Refactor internal components
Proposal
I've been thinking about our code and I think that it's a bit coupled, making difficult to manage the life cycle of the items internally sometimes. (During the last months we have had several issues related with the scaler lifecycle, not properly closed connections, etc) and I don't like so much some parts of the core code. IMHO there are mixed responsibilities about what each thing does, and we have some duplications (almost the same code) because the querying way when internal scale loop is slightly different from the HPA querying way. Although the goal and the main idea is quite similar, the code is duplicated. This idea has been in my head for some time and recent issues related with the scaler lifecycle and unclosed connections have pushed it out.
My proposal is to split the responsibilities in different layers (I'm not speaking about tons of interfaces, DTOs and clean code patterns at all, just from resposibities pov), where we manage each layer isolated from others, not sharing the internal information to avoid coupling them. Disclaimer: Please, ignore the term "service", I used it to make a difference between our controllers (strongly related with k8s controllers) and the controllers/layers/services.
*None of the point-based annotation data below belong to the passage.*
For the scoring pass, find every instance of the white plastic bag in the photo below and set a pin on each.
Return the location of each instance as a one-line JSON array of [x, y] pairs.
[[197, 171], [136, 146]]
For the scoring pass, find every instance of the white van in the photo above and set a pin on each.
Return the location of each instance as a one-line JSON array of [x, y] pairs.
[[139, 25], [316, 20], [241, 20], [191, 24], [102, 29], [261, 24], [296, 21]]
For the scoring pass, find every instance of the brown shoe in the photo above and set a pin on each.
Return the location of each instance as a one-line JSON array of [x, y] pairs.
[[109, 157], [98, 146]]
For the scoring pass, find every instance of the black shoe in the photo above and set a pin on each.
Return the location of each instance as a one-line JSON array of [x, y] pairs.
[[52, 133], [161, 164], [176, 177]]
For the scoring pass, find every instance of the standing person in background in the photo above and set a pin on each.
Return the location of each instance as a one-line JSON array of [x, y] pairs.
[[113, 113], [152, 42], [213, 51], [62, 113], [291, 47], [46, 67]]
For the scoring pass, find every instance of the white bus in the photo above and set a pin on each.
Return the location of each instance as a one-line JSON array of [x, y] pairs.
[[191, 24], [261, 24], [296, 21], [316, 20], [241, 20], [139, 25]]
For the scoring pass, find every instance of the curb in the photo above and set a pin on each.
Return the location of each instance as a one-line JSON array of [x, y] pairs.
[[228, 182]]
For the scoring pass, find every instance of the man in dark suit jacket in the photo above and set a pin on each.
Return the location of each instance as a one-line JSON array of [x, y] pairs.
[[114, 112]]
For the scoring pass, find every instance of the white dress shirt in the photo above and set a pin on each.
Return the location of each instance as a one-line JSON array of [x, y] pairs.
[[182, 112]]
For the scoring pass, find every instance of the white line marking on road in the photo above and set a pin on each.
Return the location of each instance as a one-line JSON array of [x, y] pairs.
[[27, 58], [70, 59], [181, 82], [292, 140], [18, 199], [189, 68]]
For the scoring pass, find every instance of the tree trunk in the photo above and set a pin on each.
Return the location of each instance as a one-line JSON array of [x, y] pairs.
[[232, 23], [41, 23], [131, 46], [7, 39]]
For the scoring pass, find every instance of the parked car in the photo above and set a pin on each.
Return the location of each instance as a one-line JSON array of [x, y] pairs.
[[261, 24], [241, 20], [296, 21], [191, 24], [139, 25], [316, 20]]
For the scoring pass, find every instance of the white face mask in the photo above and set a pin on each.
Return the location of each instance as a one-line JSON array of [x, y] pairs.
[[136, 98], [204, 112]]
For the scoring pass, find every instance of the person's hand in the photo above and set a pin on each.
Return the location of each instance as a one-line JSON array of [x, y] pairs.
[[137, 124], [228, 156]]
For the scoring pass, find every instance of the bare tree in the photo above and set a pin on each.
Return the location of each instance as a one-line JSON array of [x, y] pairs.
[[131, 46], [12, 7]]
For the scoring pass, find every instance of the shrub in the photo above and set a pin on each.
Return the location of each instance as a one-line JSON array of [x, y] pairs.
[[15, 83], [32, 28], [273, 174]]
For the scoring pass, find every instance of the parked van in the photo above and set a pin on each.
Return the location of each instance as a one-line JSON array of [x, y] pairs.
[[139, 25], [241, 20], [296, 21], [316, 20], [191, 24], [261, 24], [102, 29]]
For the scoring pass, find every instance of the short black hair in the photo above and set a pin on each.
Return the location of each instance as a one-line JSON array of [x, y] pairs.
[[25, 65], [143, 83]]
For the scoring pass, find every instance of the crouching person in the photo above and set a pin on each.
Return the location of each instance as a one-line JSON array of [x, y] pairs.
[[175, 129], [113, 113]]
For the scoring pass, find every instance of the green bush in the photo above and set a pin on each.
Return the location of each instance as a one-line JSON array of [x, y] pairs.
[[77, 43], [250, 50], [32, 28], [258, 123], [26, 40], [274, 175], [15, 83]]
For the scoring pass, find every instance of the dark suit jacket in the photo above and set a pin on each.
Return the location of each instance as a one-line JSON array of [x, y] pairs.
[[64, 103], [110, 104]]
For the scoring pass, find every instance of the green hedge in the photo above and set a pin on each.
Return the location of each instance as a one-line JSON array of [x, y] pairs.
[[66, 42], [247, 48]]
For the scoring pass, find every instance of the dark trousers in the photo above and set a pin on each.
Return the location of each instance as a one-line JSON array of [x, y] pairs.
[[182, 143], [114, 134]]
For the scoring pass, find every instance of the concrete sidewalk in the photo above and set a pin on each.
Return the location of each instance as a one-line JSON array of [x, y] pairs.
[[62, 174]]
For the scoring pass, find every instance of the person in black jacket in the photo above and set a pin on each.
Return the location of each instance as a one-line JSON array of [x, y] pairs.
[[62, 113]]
The main idea is that instead of querying metrics in different ways, we have a single layer (scaler service) where all the scalers of an scalableobject (SO/SJ) live, and other layers on top that consume this scaler layer but totally as blackbox. Let's explain the SO flow:
- A ScaledObject is created
- ScaledObject controller creates the HPA and calls the scaledobject service to register the ScaledObject
- The ScaledObject service pass the ScaledObject to the scalableobject service (a common service for SO and SJ) and starts a loop that queries every polling interval the status of the ScaledObject (Active/Inactive).
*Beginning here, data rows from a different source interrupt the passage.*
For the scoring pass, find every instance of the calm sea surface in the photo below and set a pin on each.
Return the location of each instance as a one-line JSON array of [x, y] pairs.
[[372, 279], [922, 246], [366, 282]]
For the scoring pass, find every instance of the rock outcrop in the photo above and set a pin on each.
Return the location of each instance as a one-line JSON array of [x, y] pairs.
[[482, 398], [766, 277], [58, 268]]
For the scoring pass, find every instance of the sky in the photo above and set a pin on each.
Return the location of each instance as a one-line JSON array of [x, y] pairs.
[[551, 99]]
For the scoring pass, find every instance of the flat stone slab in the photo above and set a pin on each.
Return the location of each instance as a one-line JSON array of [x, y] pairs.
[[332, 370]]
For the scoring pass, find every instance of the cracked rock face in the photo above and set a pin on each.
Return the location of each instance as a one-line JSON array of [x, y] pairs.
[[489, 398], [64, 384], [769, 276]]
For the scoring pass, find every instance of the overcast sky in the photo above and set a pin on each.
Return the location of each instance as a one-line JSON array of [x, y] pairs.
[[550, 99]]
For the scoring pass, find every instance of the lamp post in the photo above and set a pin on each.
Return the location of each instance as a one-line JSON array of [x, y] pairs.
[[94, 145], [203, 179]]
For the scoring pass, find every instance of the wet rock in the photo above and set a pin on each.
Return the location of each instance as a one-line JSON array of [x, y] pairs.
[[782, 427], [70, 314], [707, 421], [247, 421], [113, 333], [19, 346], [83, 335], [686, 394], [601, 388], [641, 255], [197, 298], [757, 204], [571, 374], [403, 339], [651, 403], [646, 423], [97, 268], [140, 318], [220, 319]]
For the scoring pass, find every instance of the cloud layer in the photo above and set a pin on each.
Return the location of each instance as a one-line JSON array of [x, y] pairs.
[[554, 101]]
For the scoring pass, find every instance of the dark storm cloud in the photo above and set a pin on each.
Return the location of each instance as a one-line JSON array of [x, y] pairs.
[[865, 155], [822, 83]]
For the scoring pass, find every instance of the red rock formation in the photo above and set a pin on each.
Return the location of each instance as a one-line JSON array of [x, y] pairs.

- If the scaler changes the status, it scales from/to 0
- The scalableobject service parses the scaledobject received and call to the scaler service to create the required scalers.
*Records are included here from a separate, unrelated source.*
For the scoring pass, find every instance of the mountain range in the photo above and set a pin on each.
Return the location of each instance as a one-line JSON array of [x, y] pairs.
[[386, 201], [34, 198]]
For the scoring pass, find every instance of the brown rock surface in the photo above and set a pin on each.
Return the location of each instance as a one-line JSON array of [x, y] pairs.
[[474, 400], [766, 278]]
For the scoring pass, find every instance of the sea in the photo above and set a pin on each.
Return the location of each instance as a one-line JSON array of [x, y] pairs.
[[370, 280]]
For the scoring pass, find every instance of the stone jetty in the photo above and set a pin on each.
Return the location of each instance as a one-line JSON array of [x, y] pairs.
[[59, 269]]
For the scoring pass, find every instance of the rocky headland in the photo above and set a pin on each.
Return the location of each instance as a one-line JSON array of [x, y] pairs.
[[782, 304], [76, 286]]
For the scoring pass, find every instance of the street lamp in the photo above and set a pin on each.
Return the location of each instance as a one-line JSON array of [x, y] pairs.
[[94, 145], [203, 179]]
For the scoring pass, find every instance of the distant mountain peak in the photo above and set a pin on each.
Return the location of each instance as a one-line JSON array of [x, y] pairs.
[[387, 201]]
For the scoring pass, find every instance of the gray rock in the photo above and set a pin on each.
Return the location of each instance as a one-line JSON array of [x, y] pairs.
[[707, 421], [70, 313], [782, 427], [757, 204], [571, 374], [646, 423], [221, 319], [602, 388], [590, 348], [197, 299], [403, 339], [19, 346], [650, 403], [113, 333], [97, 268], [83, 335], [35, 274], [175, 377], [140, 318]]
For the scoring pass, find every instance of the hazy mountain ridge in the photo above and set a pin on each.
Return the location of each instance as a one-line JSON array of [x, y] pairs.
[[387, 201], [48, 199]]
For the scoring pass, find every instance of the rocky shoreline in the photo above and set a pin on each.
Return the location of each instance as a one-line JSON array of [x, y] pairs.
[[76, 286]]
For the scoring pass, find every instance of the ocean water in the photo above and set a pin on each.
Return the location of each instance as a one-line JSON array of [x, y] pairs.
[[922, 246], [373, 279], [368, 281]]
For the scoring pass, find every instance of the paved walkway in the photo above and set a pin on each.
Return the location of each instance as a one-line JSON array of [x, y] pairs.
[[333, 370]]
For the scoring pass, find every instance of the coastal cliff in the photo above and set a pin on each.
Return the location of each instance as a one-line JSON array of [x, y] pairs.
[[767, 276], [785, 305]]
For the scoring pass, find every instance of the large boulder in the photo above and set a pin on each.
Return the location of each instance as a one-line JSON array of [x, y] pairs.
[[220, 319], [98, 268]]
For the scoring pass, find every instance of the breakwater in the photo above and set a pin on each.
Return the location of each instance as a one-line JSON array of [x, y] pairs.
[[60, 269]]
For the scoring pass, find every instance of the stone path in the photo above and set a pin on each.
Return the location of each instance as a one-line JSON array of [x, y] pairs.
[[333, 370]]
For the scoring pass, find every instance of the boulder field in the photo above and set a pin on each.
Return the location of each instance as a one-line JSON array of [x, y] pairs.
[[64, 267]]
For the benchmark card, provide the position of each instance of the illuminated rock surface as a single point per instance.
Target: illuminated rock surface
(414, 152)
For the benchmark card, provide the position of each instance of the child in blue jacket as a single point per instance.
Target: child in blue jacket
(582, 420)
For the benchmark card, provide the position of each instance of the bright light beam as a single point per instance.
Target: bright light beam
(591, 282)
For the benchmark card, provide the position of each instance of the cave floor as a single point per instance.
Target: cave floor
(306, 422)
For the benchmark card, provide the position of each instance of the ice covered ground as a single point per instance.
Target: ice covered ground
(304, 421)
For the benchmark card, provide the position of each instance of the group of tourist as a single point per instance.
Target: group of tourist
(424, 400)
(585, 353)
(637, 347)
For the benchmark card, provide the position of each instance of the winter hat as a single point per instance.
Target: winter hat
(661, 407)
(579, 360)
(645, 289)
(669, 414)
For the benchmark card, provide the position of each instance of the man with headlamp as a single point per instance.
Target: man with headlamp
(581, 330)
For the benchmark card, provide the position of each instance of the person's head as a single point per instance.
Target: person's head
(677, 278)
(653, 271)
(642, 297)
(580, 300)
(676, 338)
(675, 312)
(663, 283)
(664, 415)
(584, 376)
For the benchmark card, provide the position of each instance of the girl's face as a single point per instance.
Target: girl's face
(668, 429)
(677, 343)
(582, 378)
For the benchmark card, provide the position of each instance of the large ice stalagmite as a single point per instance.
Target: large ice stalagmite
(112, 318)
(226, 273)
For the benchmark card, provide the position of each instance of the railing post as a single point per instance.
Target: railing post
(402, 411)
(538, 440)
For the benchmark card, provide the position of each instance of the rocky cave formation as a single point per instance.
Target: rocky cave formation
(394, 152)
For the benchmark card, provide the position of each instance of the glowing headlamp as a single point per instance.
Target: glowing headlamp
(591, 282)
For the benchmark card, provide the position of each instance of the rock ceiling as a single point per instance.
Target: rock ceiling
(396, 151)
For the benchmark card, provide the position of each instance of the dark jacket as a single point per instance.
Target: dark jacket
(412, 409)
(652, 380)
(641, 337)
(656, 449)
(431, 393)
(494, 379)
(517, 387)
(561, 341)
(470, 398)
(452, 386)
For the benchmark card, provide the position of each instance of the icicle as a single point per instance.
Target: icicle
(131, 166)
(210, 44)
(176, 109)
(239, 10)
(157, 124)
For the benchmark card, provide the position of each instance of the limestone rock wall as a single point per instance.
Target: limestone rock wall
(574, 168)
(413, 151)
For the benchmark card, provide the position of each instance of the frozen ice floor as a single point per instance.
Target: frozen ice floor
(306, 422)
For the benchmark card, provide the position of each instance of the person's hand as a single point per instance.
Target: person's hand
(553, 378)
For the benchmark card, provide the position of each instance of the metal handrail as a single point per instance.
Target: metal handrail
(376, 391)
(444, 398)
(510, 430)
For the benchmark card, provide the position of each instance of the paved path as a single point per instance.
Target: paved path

- If the scaler configurations/types/etc changes, this service call to the scaler service to update/remove the scalers
- This service can be queried about the scalableobject state or just about a single metric
- This service calls to fallback layer to calculate the fallback if the SO defines it and there is a fail on a scaler
- This service calls to the formula calculator if required
- The scaler service is the responsible for creating/refreshing/deleting the scalers when it's required, but also is the responsible for querying the specific scaler.
- Scalers are treated as single items, not knowing about other scalers in the SO/SJ
- This service stores (or not) the metric based on an arg, e.g: we could use an enum to defice if we have to READ,READ&STORE or READFROMCACHE
- The service handles scaler recreation on demand when it's required (e,g: failures)
- The service handles the scaler creation, including the arrange of envs from auth sources
This is a good improvement that makes the structure and responsibilities cleaner. I just have a few detailed questions:
- Do the ScaledJob controller and ScaledObject controller each have a looping structure? Will every ScaledJob/ScaledObject start a loop?
- Is it correct that the cached metric value of the scaler will only be refreshed when a ScaledJob/ScaledObject calls after the poll interval or when the metric server is queried?
- The formula calculator and fallback layer are called by the scalableobject service, but each ScaledJob/ScaledObject's definition is different. Will the scalableobject service query back to the ScaledJob/ScaledObject controller to retrieve the definition, or will the ScaledJob/ScaledObject controller pass each ScaledJob/ScaledObject's formula and fallback definition to the formula calculator and fallback layer during creation?
Do the ScaledJob controller and ScaledObject controller each have a looping structure? Will every ScaledJob/ScaledObject start a loop?
Yeah, that's the current approach. Atm, ScaledObjectController and ScaledJobController start a loop per object. My suggestion follows that approach too
Is it correct that the cached metric value of the scaler will only be refreshed when a ScaledJob/ScaledObject calls after the poll interval or when the metric server is queried?
Yes, that's the current approach to reduce the amount of request to upstream
The formula calculator and fallback layer are called by the scalableobject service, but each ScaledJob/ScaledObject's definition is different. Will the scalableobject service query back to the ScaledJob/ScaledObject controller to retrieve the definition, or will the ScaledJob/ScaledObject controller pass each ScaledJob/ScaledObject's formula and fallback definition to the formula calculator and fallback layer during creation?
I think that the service should have the ScaledObject/Job and calculate all the things from there, personally, I think that we should try to make the calls in one direction, giving all the information that the next layer needs from the current one.
@kedacore/keda-core-maintainers @kedacore/keda-core-contributors WDYT about this?